Thursday, 18 August 2016: 9:30 AM
Lecture Hall (Monona Terrace Community and Convention Center)
The interaction between atmosphere, sea ice and ocean is goverened by the near-surface fluxes of energy and momentum which depend on the atmospheric transfer coefficients. Over the polar oceans the latter are strongly influenced by sea ice morphology parameters like sea ice concentration, length of floes and melt ponds, ice freeboard and by the atmospheric stability. We apply a parameterization of drag coefficients distinguishing skin drag and form drag by floe and melt pond edges to satellite observed sea ice distributions and discuss first the distribution of neutral drag coefficients over the Antarctic and Arctic Ocean.
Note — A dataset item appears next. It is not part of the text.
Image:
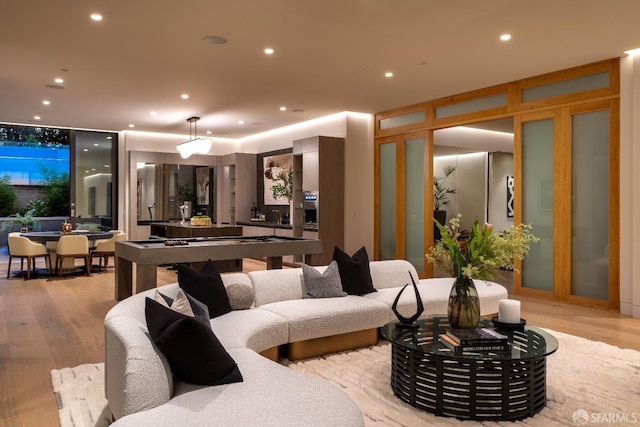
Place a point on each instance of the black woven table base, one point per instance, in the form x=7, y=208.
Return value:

Due to this parameterization the effective form drag coefficients in a model's grid cell depend on the stratification over sea ice and over open water with stability functions weighted with the respective ice and water fraction. Considered stability functions are those used in typical climate and weather prediction models (like ECHAM, ECMWF model) written as a function of the bulk Richardson number (Rib) following the Louis approach. We include here also a new Louis type formulation reproducing stability functions that have been derived on the basis of data from the Surface Heat Budget of the Arctic Ocean (SHEBA) campaign over the Beaufort Sea. It is shown that form drag reacts very sensitive on the used stability function. Differences between results for various stability functions are especially large for strongly stable conditions. Then the effect of stability on the drag coefficients and form drag alone is larger than the geographic variability. It is also shown that during summer with only weak stratification, the stability impact should not be neglected as well.